No alerts are available in CE or no new alerts are pulled
- Check if the alerts are pulled from the CTO Netskope plugin, if no alerts are available the incident/ticket won’t be created.
- If the alerts are present and the queue was added, it might be possible that new alerts are not available to create the incidents, so manually sync the queue in order to create the tickets.
Business Rule has no alerts filtered
Check the business and test it to confirm if it has any alerts filtered. If no alerts are available in the filtering, update the business rule.
Sufficient Role are not added
Check the Roles added for the plugin.
Receiving an error while creating the incident
If the default fields are removed from the queue configuration, and or any custom field added by the user is not added in the queue, you will receive this error while trying to create the incident.
What to do:
Identify the custom added mandatory field and add the same field with its expected value in queue configuration. If no custom mandatory field is added, check the default value added in the queue.
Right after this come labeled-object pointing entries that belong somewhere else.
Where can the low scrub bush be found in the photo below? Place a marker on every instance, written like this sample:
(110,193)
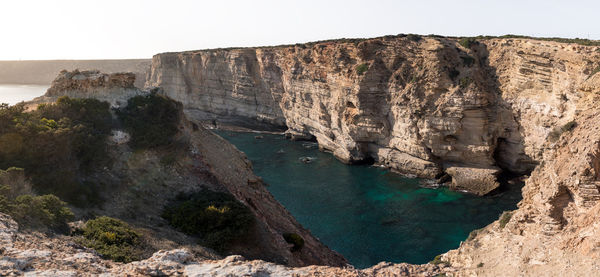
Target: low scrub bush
(362,68)
(112,238)
(296,240)
(56,144)
(216,218)
(31,211)
(152,120)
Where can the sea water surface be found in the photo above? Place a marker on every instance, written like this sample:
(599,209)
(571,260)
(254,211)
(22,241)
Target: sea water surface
(13,94)
(367,213)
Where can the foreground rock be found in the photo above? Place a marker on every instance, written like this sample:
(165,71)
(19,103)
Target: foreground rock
(418,105)
(143,183)
(34,254)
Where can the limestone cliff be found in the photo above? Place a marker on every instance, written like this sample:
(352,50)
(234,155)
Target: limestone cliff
(114,88)
(423,106)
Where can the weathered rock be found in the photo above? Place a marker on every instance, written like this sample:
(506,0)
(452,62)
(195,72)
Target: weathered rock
(114,88)
(418,107)
(480,181)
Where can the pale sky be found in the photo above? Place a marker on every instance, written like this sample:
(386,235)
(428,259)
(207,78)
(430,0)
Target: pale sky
(116,29)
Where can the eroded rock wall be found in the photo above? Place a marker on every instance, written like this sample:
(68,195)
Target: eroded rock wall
(418,106)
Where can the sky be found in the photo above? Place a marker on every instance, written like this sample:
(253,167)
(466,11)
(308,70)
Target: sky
(118,29)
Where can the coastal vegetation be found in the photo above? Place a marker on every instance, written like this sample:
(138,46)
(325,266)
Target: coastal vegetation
(216,218)
(151,120)
(112,238)
(70,133)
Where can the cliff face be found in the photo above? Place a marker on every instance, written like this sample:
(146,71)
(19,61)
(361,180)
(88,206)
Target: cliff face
(143,184)
(420,106)
(43,72)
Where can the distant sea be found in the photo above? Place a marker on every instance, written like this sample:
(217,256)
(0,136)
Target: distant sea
(13,94)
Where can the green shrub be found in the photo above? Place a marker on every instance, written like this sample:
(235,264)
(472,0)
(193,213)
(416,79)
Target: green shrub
(467,42)
(71,133)
(362,68)
(217,218)
(152,120)
(296,240)
(112,238)
(504,219)
(45,211)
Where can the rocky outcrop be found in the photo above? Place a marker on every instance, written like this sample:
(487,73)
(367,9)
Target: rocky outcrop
(418,106)
(114,88)
(556,227)
(143,183)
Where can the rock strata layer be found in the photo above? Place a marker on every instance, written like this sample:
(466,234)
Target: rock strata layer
(418,106)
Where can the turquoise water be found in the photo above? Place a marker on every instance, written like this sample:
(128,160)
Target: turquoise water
(366,213)
(13,94)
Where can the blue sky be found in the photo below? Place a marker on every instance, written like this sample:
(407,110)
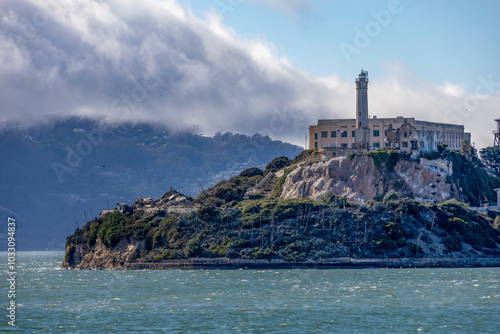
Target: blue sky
(268,66)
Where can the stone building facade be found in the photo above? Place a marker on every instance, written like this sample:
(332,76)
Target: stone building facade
(402,133)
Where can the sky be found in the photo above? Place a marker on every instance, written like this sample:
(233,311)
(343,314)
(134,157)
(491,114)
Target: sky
(246,66)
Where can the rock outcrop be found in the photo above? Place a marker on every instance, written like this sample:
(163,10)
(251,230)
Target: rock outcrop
(360,180)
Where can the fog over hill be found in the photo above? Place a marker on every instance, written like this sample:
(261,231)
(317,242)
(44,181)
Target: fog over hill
(55,176)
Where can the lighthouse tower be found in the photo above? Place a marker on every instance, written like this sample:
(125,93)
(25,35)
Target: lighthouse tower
(496,133)
(362,128)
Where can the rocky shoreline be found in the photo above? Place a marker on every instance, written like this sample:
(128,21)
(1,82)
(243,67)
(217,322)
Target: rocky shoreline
(336,263)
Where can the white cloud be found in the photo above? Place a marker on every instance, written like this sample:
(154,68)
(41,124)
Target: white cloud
(155,61)
(290,7)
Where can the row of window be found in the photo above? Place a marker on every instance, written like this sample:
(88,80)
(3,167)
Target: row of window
(414,145)
(353,145)
(343,133)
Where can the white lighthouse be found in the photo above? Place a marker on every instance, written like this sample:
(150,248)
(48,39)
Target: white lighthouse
(362,127)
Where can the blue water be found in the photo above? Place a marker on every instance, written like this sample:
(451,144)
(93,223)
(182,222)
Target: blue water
(250,301)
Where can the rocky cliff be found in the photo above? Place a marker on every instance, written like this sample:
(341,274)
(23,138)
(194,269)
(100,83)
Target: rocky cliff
(361,180)
(300,225)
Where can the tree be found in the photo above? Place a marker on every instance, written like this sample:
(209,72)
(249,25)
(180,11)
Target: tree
(491,157)
(470,153)
(441,148)
(277,164)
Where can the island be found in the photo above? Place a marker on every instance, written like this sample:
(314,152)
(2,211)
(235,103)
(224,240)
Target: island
(381,208)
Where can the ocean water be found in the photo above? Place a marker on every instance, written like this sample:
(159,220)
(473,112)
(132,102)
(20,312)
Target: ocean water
(51,300)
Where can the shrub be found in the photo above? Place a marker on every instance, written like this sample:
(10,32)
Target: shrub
(221,248)
(259,253)
(93,234)
(453,243)
(414,250)
(278,188)
(68,257)
(111,229)
(276,164)
(389,157)
(250,172)
(391,195)
(496,224)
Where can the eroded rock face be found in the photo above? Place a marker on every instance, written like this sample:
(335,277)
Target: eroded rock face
(102,257)
(360,180)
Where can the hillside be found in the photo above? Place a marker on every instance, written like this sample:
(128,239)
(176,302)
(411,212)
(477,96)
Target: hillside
(235,220)
(57,176)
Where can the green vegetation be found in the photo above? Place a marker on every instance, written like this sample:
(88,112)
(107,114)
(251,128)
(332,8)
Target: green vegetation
(278,188)
(230,190)
(224,224)
(491,157)
(276,164)
(386,156)
(68,256)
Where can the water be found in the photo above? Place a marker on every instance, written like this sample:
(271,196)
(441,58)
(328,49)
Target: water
(251,301)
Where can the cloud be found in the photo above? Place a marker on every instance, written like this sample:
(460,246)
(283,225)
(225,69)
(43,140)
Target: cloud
(154,60)
(290,7)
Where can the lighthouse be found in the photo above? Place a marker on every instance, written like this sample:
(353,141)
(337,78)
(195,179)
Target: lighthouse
(362,128)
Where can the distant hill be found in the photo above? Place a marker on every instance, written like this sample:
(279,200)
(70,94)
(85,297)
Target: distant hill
(58,175)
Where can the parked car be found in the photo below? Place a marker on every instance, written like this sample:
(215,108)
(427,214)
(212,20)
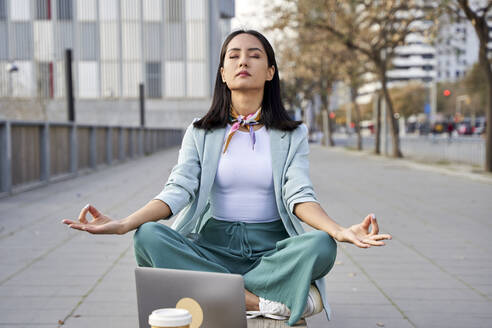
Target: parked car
(465,128)
(480,126)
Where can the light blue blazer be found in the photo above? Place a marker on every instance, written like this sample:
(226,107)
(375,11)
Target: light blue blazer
(188,187)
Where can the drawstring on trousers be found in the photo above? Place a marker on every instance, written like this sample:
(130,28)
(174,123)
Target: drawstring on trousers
(246,250)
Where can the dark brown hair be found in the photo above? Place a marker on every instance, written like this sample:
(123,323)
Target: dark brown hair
(273,113)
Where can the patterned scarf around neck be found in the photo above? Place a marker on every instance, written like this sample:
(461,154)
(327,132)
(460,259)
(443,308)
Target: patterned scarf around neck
(240,120)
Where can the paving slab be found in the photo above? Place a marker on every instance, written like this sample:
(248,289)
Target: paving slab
(436,272)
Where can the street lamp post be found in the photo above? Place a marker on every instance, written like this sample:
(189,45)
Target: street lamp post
(11,68)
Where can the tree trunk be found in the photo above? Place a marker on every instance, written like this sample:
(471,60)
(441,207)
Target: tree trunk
(391,115)
(484,62)
(482,29)
(324,102)
(353,98)
(377,135)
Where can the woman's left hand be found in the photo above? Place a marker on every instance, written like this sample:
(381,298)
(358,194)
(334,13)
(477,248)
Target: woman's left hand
(359,234)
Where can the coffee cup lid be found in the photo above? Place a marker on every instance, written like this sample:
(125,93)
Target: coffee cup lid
(170,317)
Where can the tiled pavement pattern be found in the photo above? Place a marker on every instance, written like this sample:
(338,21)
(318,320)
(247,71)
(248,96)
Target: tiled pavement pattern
(436,272)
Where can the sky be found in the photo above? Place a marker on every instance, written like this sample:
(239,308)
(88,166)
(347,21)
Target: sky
(249,14)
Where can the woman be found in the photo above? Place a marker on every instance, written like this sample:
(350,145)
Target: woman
(240,186)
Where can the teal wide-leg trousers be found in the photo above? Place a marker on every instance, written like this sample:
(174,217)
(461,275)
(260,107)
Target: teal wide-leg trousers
(274,266)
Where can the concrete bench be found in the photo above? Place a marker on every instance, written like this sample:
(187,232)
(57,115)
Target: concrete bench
(316,321)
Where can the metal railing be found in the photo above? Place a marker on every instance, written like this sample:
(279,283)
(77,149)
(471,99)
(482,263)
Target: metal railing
(34,153)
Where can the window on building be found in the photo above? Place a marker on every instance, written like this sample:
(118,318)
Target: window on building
(3,10)
(153,79)
(88,41)
(44,81)
(64,9)
(174,10)
(4,54)
(22,41)
(43,10)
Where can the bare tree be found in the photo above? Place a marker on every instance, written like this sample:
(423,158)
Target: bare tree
(476,12)
(308,57)
(371,27)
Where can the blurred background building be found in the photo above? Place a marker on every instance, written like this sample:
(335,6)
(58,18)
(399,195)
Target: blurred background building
(172,46)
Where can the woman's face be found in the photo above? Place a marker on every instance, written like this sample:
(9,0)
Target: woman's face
(246,64)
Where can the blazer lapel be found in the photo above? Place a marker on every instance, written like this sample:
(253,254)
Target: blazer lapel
(278,147)
(214,141)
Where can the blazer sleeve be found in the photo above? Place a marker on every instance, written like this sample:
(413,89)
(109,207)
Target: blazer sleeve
(297,186)
(182,184)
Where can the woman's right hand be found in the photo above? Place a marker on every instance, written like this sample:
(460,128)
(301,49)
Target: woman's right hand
(101,224)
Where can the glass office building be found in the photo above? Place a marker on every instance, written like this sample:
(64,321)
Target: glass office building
(172,46)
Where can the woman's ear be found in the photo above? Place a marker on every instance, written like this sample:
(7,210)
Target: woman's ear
(270,73)
(222,74)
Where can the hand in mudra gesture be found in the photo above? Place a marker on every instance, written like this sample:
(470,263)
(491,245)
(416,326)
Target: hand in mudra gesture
(100,224)
(360,234)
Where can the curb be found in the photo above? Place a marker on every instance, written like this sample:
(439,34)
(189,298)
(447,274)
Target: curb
(456,170)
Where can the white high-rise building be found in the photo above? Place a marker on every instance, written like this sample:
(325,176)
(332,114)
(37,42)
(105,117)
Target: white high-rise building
(172,46)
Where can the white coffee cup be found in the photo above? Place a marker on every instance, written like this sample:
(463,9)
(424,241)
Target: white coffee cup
(170,317)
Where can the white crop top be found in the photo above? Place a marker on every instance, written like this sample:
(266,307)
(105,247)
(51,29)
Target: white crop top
(243,185)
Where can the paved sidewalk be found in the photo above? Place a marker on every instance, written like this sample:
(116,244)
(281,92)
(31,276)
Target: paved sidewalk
(436,272)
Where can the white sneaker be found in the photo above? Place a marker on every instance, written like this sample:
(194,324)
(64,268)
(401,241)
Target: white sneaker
(314,303)
(279,311)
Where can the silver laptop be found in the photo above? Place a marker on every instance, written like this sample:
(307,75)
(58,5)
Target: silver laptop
(221,295)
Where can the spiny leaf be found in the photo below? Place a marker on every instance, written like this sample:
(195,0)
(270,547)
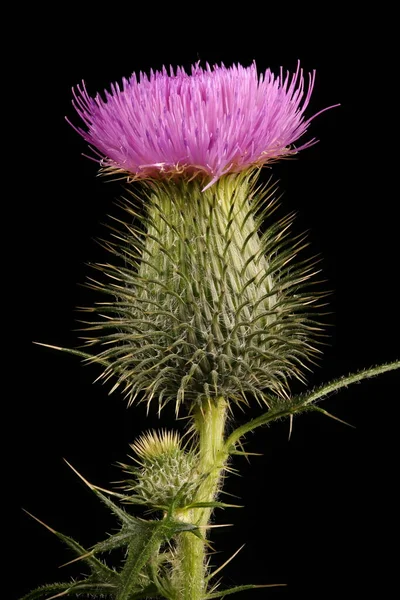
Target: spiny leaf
(304,402)
(95,565)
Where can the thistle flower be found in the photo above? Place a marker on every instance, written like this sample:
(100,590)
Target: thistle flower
(203,304)
(214,121)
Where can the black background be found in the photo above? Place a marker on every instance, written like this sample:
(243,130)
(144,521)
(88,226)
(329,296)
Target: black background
(318,509)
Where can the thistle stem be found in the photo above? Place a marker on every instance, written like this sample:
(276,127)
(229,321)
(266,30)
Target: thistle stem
(209,422)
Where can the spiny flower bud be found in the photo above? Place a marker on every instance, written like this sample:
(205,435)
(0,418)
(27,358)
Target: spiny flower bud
(164,470)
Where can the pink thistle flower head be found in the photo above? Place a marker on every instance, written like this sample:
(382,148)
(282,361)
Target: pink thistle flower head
(210,122)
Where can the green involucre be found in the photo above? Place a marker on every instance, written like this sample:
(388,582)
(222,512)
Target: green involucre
(203,303)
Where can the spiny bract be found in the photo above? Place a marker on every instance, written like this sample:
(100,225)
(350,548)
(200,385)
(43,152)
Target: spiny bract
(166,472)
(204,304)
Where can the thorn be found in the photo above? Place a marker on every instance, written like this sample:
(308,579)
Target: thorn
(290,427)
(77,559)
(214,526)
(90,486)
(225,563)
(59,595)
(325,412)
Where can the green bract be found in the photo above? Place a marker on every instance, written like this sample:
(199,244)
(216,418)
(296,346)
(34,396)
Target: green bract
(205,303)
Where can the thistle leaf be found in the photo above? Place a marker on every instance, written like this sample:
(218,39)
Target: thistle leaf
(304,402)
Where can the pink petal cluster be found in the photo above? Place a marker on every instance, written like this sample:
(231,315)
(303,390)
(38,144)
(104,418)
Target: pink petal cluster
(212,121)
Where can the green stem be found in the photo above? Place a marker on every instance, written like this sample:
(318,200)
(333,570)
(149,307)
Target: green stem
(191,551)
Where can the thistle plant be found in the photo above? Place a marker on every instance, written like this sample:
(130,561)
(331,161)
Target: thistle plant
(208,301)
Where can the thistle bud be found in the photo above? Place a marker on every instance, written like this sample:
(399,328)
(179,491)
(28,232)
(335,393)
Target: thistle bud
(165,471)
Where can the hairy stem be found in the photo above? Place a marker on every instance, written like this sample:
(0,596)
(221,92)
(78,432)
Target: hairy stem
(191,551)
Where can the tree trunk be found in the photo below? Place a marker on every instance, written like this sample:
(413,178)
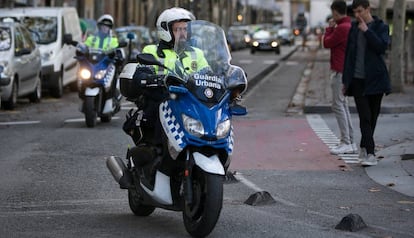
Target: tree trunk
(397,46)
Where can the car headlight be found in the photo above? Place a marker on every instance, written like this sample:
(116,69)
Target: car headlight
(3,67)
(193,126)
(100,74)
(223,129)
(47,56)
(85,74)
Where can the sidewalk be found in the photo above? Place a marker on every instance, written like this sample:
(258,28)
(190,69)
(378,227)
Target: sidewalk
(396,168)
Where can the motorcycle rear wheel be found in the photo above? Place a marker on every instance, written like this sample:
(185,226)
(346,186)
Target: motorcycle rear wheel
(90,111)
(201,216)
(136,206)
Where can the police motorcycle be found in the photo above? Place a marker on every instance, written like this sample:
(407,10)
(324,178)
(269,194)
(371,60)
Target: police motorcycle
(98,86)
(185,172)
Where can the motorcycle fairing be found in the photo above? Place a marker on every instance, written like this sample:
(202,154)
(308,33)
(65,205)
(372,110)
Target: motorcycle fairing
(162,189)
(210,164)
(179,138)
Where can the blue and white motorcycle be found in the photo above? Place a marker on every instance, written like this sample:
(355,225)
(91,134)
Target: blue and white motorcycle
(186,171)
(98,86)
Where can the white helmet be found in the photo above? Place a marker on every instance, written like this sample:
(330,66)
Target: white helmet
(106,20)
(167,18)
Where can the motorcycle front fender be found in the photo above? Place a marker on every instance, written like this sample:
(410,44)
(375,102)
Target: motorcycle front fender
(210,164)
(92,91)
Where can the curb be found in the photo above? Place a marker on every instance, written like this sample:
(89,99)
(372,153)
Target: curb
(257,78)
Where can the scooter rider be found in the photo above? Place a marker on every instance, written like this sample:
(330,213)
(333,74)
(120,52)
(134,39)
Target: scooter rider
(104,38)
The queue configuration should have Subject, Symptom, Status fields added.
Note
Incidents will only be created with status value as Logged.
Receiving an error when a custom field is deleted on Ivanti
If you have added a custom field for creating the incidents and later on deleted the field, you might run into the 500 Internal Server error while creating incidents, or 204 No Content error while configuring the plugin configuration.
What to do:
If you have recently deleted any custom field, create the same field again or Contact the Ivanti team for further help.
Unable to see the custom field added in the incident
When a customer field is created on Ivanti and used in the queue configuration for creating the incident, the field will be mapped from Netskope CE but won’t be reflected on Ivanti when the incident is created. This is because the custom fields are not displayed in the default incident schema on Ivanti.
What to do: To check the custom added field mapped in the incident, use the custom field in the queue configuration and add some custom message or field to it. Once done, sync the queue to create the incident. Copy the reference ID generated from the Tickets page on CE, and use the below API endpoint to find the API response for the given incident. The custom field along with its value will be added in the incident.
API Endpoint: https://<iavnti_base_url>/api/odata/businessobject/incidents(<incident Reference ID>)
Limitation
The Ivanti platform has a rate limit of 100,000 API calls for 24 hours duration.Hence, if the plugin reaches the limit, it will have 3 retries with default time of 60 seconds and raise an exception in the end.